September 30, 2011 — For ten months out of the year, I forget that I have a cat. But then Halloween comes along, and I see its sinuous black form squeezing between large orange pumpkins by the fireplace and rubbing against ratty witches and grimacing skeletons on the kitchen counter, and I’m suddenly okay with all the reasons I usually don’t want a pet.

Yeah, I’m not big into pets. I know that’s supposed to say horrible things about me as a possible mate, parent, and human being, but I have more prominent ideas and attitudes that’ll get you there way before you get to the “Doesn’t Like Pets” check box.

Truth is, I really am an animal guy. I’ve got entire shelves dedicated to nature books, I lift up every rock I pass to see what’s underneath, and when I come over to your house, I’ll play with your pet more than I will talk to you.

I just don’t like living with animals, that’s all.
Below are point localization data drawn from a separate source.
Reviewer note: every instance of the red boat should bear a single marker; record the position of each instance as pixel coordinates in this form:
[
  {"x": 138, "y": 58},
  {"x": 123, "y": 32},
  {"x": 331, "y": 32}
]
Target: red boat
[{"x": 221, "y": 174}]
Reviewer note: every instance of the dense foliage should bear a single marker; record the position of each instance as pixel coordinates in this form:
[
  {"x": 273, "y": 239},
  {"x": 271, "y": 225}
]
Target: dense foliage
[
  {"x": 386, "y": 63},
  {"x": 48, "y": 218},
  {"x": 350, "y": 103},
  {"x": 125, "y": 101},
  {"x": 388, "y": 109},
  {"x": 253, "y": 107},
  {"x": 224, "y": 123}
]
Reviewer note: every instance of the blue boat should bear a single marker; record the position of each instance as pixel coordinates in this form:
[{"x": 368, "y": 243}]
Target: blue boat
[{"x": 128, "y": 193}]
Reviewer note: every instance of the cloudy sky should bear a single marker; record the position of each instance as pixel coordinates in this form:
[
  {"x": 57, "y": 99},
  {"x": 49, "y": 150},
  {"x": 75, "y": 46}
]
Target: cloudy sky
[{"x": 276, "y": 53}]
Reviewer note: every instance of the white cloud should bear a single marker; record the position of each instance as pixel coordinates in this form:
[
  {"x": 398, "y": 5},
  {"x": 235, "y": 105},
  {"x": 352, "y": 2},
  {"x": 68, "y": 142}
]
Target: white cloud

Wasn’t always the case, of course. As a kid, I went through all the major divisions of Linnaeus’ animal classification system—reptiles, birds, fish, mammals, insects—but my first apartment had a no-pet rule, and I fell in love with the freedom and the lack of hair, excrement, and destroyed property that the policy forced on me. Best, it saved me from the worst thing about pet ownership…living under the cloud of one day having to either bury the poor beast in the yard or dropping it off at a veterinarian for incineration. Really hate that.

But you get so much in return for winter walks with plastic baggies on your hand, cat litter smells, and ragged, hairy couch cushions, right? Not really. I mean, if you’re a full-time pet hobbyist, have few other recourses for affection, or have kids, I think it might be true. However, pets are like teen sex. Fun in the moment, but with ramifications that could hurt the quality of your life in the future.

And, since my wife and I can’t have teen sex anymore, we ended up adopting a cat from a shelter a few years back. We got her in early September and, with our two-month-long Halloween season looming, we made sure it was a black one. And we kind of lucked out with her. She ended up not being the kind of cat you want to seal up in a wall.

She’s short-haired, meaning shedding isn’t a horrible problem and she always looks sleek; a runt, meaning she maintains a kitten-like size and litheness and is never overweight; and independent, meaning she has a low annoyance factor, although she’s still up for a scratch and lap warming if you are.

At first, we couldn’t come up with a name for her, so we just called her Kitty for like a month and a half before drunkenly christening her Eleanor one night while watching the 1963 film The Haunting just because we had a Champaign bottle handy.

But like I said, the best part of having her is what she brings to Halloween. We spend hours carefully arranging black and orange decorations to their maximum effect, and she walks gracefully past and makes them 100 times better in just the few seconds it takes for her to cross a room. She’s a living Halloween decoration.

The downside of having a black cat, though, is that it can be a terrifying experience at times. As a guy who stays up late at night with the lights out writing, I can assure you that its nocturnal camouflage and whisper movement has done wonders for my cardiovascular health.

There’s nothing like being in the middle of a particular tricky sentence and having a black cat drop out of the ceiling fan onto your keyboard or staring into a corner in frozen terror because you’re sure something moved and are pretty sure it’s the cat but don’t want to take any chances or having it predict your death by arranging dead insects into sentences and images. Black cats are daggone spooky.

Of course, at Halloween, that’s also an upside.

Did you finish this post? Because it was about a cat. Just wondering. I’ve got better content lined up. Honest.